Конев Вадим Станиславович поднялся с места и заходил по кабинету, который, конечно же, не отвечал его запросам – был длинным и узким и при этом имел всего одно окно. И выходило то на стену соседнего здания – серого, бетонного.
– Мысль могла возникнуть в ее голове не сразу, – рассуждал он в процессе движения, – а лишь после того, как по соседству убили Кулакова-младшего и дом подожгли. Святова могла подумать: а почему нет? Полиция решит, что в селе действует какой-то маньяк-поджигатель. На нее никто и никогда не подумает. Тем более что отношения у нее с сестрой были замечательные. На первый взгляд…

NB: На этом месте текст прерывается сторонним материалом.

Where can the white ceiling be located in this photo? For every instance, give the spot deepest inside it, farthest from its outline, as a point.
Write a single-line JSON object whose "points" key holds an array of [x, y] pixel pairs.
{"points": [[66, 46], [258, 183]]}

Дима Новиков удивленно вскинул белесые брови.
– А ты не знал, что Ишутина ненавидела Мелихова? И всячески исподтишка старалась вредить отношениям Софии и ее избранника? О, капитан, рано я порадовался твоей сноровке. – Конев удовлетворенно кивнул, заметив стыдливый румянец на щеках капитана. – Ишутина, оказывается, заплатила капитану Уткину – сотруднику районного отдела, который выезжал на убийство в доме Кулаковых.
– За что? – вырвалось у Димы.
– За то, чтобы тот сообщил Софии о щекотливых подробностях с рыбалки, куда они буквально заманили Мелихова. И да, забыл тебе сообщить… Мелихов не приглашал Якушеву. Ее пригласил Уткин. По просьбе Ишутиной. И за это тоже она ему заплатила.

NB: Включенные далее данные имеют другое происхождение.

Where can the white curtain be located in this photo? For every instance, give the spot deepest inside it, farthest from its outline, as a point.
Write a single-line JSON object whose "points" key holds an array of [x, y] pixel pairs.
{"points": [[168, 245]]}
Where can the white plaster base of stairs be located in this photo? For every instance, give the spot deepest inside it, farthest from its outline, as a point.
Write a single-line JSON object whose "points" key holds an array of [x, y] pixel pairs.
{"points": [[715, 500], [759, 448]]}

– Ого! Товарищ подполковник, вот это информация! – восхищенно таращился на Конева Дима.
– И это еще не все, капитан. – Конев остановился у единственного окна в кабинете, провел пальцем по подоконнику. Пыли не было. – София Святова после гибели родителей в автокатастрофе какое-то время наблюдалась у психиатра. Не у психолога, замечу. А у психиатра. И, опережая твой вопрос, скажу: никто не установил при приеме ее на работу в полицию, что она имела проблемы с психикой. Сказать почему?
– Так точно, товарищ подполковник! – Дима судорожно сглотнул.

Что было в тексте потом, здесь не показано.